1. Tell us about yourself.
I joined the NSA when it was known as the NSP (National Stuttering Project) in 1985. I am a native of Houston, Texas and a graduate of The University of Texas at Austin. I love college football especially the Longhorns! Hook em! Go Horns! I am married with two sons, ages 24 and 22.
Besides the NSA, my passion is TV shows (I'm a junkie) and movies, traveling, and towels! Yes, I love new nice bath towels! My professional work career has centered around IT mnagement/application support and accounting. I was employed for almost 30 years with a French owned company call Vallourec. Paris, France based Vallourec is a global pipe and steel concern with operations worldwide. After taking a year sabbatical, currently, I am pursuing opportunities in business administration support consulting and SAP application support.
2. What was it like for you to grow up stuttering?
Well, it was challenging to say the least! As with most people who stutter, there were the deeply embarrassing situations with my speech, the hard blocks, frustration, fear of speaking, and secondaries. My family was understanding and accepting of my stutter, because on my maternal side stuttering was prevalent. My maternal grandmother, uncle, and a cousin all stutter. So, my family actually did not pay too much attention to my stuttering. In fact, they treated it almost as normal. Not fitting the stereotype of southerners, my family actually spoke very fast. Of course, that made it more difficult to talk or get a word in during family gatherings and discussions.
I first recognized my speech was different and I had a stutter when on first day of class in second grade, my teacher did roll call. I stood up and could not say my name. And, yes, the kids laughed at me.
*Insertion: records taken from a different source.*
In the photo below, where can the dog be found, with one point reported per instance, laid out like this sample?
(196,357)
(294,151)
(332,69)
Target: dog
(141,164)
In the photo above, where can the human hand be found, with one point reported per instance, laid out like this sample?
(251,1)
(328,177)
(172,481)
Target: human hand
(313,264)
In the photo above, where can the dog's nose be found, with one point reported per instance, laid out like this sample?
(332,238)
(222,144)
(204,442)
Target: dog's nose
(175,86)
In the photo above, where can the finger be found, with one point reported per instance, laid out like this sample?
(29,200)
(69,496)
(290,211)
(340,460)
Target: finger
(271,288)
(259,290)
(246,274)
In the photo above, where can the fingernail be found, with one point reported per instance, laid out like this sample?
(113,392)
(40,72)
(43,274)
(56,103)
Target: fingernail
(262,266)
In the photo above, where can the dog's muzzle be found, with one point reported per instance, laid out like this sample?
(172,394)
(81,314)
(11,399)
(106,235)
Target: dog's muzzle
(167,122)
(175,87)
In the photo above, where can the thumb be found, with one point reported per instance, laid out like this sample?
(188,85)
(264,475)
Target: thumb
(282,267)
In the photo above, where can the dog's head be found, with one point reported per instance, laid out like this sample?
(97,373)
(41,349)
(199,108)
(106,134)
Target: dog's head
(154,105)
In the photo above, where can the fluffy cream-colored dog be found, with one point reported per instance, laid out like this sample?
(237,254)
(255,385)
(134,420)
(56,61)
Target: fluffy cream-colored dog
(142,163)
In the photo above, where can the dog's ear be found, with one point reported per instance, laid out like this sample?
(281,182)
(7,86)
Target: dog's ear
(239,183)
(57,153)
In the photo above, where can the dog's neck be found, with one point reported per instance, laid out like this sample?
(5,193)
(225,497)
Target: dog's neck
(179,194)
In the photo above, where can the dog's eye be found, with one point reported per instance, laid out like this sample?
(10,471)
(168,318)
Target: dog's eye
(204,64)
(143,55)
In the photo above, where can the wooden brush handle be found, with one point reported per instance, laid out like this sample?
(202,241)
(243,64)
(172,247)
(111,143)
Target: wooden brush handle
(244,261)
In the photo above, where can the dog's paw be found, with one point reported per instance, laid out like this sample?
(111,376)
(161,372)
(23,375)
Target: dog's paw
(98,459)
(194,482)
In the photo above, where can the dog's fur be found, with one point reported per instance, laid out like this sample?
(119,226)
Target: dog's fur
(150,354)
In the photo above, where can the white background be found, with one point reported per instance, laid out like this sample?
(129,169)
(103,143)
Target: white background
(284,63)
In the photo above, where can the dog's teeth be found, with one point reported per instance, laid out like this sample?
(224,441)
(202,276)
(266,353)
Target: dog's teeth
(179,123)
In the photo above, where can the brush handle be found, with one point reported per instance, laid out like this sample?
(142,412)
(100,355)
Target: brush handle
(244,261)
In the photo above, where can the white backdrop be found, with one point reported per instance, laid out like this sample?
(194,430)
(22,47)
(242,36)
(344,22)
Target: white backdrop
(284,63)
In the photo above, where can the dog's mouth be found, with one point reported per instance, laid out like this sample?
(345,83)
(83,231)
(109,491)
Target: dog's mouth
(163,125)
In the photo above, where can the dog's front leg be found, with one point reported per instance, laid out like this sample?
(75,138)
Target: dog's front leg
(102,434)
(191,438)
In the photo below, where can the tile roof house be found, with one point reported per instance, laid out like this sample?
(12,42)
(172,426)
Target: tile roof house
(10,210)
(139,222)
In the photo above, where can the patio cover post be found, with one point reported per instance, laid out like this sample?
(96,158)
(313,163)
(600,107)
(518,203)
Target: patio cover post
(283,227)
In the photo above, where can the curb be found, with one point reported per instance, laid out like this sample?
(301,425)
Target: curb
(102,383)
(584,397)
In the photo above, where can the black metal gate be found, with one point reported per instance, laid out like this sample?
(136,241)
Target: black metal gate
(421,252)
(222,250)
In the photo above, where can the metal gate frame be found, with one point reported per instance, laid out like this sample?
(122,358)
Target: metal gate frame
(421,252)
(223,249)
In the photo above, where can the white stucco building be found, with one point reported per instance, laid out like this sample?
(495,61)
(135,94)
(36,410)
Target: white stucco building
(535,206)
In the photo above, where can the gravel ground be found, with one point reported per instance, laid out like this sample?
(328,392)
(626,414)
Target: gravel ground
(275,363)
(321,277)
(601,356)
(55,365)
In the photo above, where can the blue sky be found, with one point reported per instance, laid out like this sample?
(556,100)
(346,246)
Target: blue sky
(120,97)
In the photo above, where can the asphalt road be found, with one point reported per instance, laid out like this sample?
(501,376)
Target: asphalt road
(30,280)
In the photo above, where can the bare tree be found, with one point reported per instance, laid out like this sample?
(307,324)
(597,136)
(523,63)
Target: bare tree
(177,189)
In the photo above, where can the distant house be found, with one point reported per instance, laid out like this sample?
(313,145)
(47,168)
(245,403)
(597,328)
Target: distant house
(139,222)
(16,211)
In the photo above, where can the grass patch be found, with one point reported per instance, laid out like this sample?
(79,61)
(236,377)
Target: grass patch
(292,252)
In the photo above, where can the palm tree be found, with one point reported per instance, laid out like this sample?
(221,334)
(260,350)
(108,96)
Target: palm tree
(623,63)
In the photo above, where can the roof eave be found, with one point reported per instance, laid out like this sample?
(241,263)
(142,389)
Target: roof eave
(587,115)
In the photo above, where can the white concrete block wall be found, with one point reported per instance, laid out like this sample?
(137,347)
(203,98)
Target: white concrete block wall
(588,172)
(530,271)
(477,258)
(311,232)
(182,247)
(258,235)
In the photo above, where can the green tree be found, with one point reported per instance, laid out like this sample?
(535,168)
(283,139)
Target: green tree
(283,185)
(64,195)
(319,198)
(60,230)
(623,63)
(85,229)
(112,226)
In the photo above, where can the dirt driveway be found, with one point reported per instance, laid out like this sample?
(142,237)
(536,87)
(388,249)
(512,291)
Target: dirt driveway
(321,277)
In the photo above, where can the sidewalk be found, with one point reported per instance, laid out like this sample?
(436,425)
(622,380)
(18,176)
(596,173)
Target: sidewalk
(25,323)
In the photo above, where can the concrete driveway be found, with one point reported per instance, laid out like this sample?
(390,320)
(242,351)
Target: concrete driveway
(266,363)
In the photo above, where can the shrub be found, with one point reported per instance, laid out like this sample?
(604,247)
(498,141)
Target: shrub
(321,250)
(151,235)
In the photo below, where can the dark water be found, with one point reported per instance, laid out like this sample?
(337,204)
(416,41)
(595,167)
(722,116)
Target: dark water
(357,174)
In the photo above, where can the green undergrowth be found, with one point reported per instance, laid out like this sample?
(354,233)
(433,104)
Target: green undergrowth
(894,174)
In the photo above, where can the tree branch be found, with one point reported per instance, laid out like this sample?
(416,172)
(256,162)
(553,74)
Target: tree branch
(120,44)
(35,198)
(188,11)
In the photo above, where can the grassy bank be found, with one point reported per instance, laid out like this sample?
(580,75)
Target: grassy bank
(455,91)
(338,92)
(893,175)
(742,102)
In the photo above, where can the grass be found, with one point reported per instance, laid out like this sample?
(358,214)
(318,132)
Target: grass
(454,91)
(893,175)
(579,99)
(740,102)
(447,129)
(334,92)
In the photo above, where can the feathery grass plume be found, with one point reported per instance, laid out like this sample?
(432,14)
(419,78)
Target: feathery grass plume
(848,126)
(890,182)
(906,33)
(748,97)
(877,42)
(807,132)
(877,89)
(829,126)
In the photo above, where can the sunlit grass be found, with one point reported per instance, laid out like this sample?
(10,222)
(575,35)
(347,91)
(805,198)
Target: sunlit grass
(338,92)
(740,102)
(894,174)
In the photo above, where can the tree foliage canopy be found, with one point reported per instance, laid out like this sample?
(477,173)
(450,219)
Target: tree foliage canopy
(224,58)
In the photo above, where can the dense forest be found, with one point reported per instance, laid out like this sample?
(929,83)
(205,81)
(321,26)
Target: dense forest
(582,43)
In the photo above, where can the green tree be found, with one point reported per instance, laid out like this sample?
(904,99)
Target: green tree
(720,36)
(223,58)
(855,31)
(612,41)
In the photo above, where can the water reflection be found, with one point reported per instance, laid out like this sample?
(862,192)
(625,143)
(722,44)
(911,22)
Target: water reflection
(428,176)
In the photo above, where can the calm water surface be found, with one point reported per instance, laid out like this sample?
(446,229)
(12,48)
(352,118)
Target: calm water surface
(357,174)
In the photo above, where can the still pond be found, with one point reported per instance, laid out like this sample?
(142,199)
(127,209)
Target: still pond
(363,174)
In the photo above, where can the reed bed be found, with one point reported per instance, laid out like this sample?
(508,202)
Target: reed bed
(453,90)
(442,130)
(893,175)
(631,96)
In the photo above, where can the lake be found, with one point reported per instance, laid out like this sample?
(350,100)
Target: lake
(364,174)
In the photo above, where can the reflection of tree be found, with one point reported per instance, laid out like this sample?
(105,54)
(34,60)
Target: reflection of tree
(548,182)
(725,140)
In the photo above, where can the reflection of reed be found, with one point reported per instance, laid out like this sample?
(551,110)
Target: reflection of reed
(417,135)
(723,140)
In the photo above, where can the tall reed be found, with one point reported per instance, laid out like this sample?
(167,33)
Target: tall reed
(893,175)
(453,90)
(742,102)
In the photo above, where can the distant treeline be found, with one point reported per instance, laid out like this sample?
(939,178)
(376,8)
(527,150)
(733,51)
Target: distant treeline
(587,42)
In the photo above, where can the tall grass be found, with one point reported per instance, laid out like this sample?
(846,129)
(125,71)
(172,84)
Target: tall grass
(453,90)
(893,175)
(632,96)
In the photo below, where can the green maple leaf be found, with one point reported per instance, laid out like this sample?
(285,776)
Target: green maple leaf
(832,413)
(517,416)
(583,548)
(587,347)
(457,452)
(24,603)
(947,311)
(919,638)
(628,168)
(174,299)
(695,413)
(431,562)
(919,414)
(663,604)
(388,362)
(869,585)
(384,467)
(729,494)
That was hard and for many years after that I would hear the laughter of friends and foes directed toward my stutter and sometimes the relentless teasing! However, my stutter did not destroy me.
The reason it did not destroy me is because my family never allowed me to feel sorry for myself or that I was less than anyone else. My family, mainly my mother, made sure I felt I could still do and be anything I wanted to be.
There were many critical and pivotal moments in my life with my stuttering. One major moment was in college when I was part of a team assigned the responsibility of presenting results of a fictitious/faux company we managed in an organizational management class, I stuttered severely. I was only given 3 minutes to present my portion, it took at least 1.5 minutes just to say my name. I was so scared, sweaty hands, silent blocks, not breathing properly, totally embarrassed and ashamed. It was the worst day of my life. Needlessly to say, I did not receive a passing grade on the presentation part of the course. Fortunately, I did well enough on the content and written exams that I managed to pass the course.
3. What made you interested in becoming a Stutter Social host?
I participated in stutter social sessions for a year and half and enjoyed the experience. The opportunity to speak with friends and other people from all over the world was awesome.
Stutter social sessions are like mini-NSA meetings. In addition, it gives you an opportunity to practice your speech therapy techniques in a safe environment. I wanted to contribute to the Stutter Social group, my time and experience as a former NSA chapter leader and meeting facilitator, in the role of Stutter Social host.
4. Do you have any advice for people who stutter?
My advice to people who stutter is to be open to looking at your Stuttering as a journey! I feel that many things impact our stuttering but the most important factor in our stuttering is US. Join a support group for people who stutter. In USA, join the NSA. There is no better organization for people who stutter. If you can not attend a support group meeting then join a Stutter Social session.